I've talked about how I've been sorting through our belongings, purging what I can, but I always got to a point in the pile or box or bag when I thought, "Hmmm ... Kevin might want to look at this" or "Kevin may like to keep this." But, when I approach him about looking at something, it has been a battle.
Last week, I looked through all my picture albums, pulling out pictures I thought were worthy of keeping. I had my sister reviewing them as well to make sure she didn't want some of them. I kept the albums that had pictures from after I met Kevin for him to review. He glanced through them quickly and said to keep all of them.
Did I hear him correctly? Keep all of them. Why? I put so much effort into determining that I didn't need a picture of the two of us with his mom in New Orleans because I had a picture of us with both of his parents. I made sure I had a picture of the front of our first home, but deemed the picture of the living room un-necessary because I had a picture of us sitting on the couch in our living room. His response was that he'd rather see me keep pictures "because they're memories" than two boxes of scrap booking paper.
Oh, no he didn't!
I had organized my paper (in ROY G. BIV-form to be specific) for the purpose of being able to better utilize it in a hobby that I enjoyed, but was never able to do because it took too long to gather all the needed tools! And he had the nerve to say that I should get rid of the paper in order to store pictures? But, I want to make cards, not sit in the past!

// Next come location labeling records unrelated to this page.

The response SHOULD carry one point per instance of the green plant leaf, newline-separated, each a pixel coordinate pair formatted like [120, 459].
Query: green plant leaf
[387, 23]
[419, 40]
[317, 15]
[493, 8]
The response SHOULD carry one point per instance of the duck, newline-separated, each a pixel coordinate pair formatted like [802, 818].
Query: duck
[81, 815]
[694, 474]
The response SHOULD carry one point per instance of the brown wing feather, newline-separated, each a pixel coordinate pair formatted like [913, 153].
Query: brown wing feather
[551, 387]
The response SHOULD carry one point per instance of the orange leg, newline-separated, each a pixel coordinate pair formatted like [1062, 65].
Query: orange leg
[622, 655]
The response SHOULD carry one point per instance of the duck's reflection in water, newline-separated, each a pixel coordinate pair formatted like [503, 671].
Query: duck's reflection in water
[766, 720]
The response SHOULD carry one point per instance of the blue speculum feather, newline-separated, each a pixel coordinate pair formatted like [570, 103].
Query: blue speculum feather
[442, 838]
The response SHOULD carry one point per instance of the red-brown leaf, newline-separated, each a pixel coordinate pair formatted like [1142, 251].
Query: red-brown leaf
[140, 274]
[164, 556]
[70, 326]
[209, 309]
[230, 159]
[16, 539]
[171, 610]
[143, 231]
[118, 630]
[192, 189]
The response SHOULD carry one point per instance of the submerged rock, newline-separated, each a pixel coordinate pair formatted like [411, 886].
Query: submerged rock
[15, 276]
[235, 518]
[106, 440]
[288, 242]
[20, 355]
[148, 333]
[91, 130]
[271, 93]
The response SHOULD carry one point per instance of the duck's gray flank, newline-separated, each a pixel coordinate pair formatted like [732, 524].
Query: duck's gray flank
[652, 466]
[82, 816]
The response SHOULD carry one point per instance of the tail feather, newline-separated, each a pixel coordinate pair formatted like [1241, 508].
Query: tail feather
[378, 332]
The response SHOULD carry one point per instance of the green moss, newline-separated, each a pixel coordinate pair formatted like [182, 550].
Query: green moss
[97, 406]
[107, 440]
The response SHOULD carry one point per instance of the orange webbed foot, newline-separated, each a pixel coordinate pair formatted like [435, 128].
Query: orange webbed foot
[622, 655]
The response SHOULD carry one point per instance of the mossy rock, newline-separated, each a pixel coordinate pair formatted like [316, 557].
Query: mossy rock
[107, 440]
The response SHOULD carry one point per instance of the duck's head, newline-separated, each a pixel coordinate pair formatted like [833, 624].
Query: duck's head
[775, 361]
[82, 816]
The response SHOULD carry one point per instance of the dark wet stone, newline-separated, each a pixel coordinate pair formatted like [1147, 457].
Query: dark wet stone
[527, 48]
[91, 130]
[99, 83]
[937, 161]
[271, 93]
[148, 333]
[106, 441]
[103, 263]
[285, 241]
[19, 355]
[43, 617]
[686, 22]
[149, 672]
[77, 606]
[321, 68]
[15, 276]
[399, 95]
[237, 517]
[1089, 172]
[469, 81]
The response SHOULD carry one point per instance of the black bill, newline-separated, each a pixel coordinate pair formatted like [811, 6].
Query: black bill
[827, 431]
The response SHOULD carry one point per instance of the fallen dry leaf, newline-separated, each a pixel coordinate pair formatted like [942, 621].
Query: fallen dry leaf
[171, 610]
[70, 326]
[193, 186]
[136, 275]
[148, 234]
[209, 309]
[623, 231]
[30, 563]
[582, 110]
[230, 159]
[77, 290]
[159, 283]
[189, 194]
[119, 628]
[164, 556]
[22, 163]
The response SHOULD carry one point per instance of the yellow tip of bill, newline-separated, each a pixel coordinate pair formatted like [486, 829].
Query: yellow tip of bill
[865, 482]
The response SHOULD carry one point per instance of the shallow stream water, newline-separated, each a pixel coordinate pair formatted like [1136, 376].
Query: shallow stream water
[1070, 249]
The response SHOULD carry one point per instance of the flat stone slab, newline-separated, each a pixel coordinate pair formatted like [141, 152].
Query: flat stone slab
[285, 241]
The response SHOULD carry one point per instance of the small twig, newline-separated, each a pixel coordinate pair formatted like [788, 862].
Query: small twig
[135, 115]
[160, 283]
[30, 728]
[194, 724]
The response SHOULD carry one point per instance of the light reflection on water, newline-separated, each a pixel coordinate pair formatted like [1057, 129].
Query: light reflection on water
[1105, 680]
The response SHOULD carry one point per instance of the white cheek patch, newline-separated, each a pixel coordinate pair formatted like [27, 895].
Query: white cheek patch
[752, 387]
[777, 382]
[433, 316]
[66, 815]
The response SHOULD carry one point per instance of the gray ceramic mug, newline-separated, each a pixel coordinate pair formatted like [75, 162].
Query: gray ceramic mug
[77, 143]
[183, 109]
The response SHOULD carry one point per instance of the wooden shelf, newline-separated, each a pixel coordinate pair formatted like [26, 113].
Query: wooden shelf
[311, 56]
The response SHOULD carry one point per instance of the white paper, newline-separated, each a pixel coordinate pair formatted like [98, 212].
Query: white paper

We had quite the discussion about how we needed to continue to purge our basement in order to have room (physically and emotionally) to move into the future. Upstairs, we physically don't have an extra room for a nursery when #2 blesses us with his/her presence. Downstairs, we physically don't have room to do our hobbies like card making and carpentry. In our entire house, we don't have emotional room to embrace our current life and enjoy every day with Lubbock because we're battling 'stuff' ... and everything that goes along with 'stuff'.
My feelings were hurt because I felt Kevin wanted to hold onto the past and didn't acknowledge the benefits of me being able to enjoy my present. Kevin's feelings were hurt because he felt like I was trying to discredit the past in an effort to make today more important than it is. We both realized the truths in each other's stances and were able to work together on Sunday in order to make our house a better reflection of our family.
We threw away several contractor bags full of trash, donated one entire Pathfinder-full of stuff, and deemed a couple of items worthy of passing along to friends/family. It was an extremely rewarding weekend and I feel closer to Kevin for it ... even though it started with an argument.